Aunque la ley de extinción de bienes es tan severa y a veces tan abusiva, que en cualquier otro país sería inconstitucional, tampoco es que haya servido mucho para despojar de bienes mal habidos a tanto pícaro que ha desfilado por el servicio público y que, en no pocas ocasiones, han salido como grandes señores a disfrutar de su riqueza.

Las lágrimas de arrepentimiento del exsecretario de Salud de Bogotá condenado por su comprometimiento en el “carrusel de la contratación” se vuelven de cocodrilo cuando se leen los informes periodísticos sobre sus bienes que en nada se corresponden con sus ingresos. Ventas sospechosas a toda clase de familiares, traspasos dudosos a amigos cercanos y deudas cuantiosas contraídas en condiciones extrañamente onerosas con particulares, son algunos de los métodos que usan los corruptos para salvar el producto de sus delitos.

El problema no solo es nacional, en Panamá, donde se esconden muchos de esos capitales mal habidos, el gran escándalo actual es el encarcelamiento del magistrado de la Corte Suprema, Alejandro Moncada, por enriquecimiento ilícito. El indicio grave de que algo andaba mal fue la compra por el magistrado de un apartamento por más de un millón de dólares en efectivo y otro por más de medio millón con un gran adelanto. El sueldo del magistrado Moncada no le cuadra con semejantes gastos.

En Panamá, el país contó con quien se diera cuenta de los faraónicos gastos y lo denunciara ante una autoridad que allá sí funciona. Y esas, justamente, son las mejores armas contra la corrupción y los corruptos: el rechazo social, la denuncia pública, el aislamiento personal del pícaro. Si los salarios de los funcionarios son públicos y no pueden tener más ingresos que esos, ¿cómo así que alguien que se gana doscientos cuarenta millones al año, puede aparecer, de la noche a la mañana, con propiedades por más de tres mil millones y gastos manifiestamente suntuarios sin que su entorno social, laboral y familiar se dé por aludido?

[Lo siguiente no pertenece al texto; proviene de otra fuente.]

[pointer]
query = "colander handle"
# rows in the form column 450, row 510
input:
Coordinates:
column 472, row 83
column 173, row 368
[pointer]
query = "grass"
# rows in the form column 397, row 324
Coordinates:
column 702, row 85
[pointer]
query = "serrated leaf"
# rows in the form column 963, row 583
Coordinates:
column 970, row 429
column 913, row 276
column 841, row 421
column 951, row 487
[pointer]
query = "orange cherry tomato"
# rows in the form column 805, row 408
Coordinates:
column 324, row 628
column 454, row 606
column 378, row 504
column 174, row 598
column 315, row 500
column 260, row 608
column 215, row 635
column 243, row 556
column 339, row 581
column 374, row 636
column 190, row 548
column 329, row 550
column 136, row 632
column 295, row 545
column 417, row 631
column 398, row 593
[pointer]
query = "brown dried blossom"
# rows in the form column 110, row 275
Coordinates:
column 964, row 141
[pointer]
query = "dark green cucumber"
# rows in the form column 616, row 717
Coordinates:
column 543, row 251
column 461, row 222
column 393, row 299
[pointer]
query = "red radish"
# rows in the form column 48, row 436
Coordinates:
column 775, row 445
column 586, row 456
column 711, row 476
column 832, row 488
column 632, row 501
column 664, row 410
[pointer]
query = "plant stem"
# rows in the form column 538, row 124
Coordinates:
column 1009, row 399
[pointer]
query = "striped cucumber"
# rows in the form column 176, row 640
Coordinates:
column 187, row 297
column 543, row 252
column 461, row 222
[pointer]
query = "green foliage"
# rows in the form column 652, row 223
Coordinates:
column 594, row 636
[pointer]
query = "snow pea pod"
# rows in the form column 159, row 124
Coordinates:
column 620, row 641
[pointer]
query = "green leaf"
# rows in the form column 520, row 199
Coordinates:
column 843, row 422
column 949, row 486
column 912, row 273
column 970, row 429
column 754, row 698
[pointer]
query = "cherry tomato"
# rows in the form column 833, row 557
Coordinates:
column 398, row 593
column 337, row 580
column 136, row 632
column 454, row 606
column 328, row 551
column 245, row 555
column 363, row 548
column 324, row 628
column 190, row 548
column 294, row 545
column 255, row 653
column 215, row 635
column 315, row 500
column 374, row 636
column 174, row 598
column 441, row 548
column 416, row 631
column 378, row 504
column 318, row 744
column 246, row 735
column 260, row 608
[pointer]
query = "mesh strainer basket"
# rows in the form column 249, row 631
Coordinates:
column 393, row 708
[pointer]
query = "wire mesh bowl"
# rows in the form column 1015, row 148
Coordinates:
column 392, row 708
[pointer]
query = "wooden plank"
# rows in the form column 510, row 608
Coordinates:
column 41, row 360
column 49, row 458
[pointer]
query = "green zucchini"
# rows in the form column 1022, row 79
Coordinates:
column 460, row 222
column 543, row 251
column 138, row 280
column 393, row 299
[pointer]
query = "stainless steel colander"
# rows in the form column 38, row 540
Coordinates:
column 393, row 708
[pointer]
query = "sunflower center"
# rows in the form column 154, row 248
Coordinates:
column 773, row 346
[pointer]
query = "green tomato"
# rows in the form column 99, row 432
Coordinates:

Los actos de complicidad social e incluso familiar son los que impiden una lucha efectiva contra la corrupción. El soporte de esa actividad criminal es precisamente su aceptación social. Mientras los corruptos sigan siendo aceptados por los clubes sociales, las sociedades deportivas, o los círculos académicos, ésta seguirá siendo una lucha perdida en la que los mal vistos somos los honestos -por bobos- y no los corruptos -por aviones-.

Quitarles los cuantiosos recursos de los que se han apropiado y tratarlos como lo que son, es la tarea fundamental que deben cumplir autoridades y sociedad, para que se vuelva a hacer realidad aquella vieja frase de las series policíacas de los setentas: El crimen, no paga… pero nos cuesta mucho.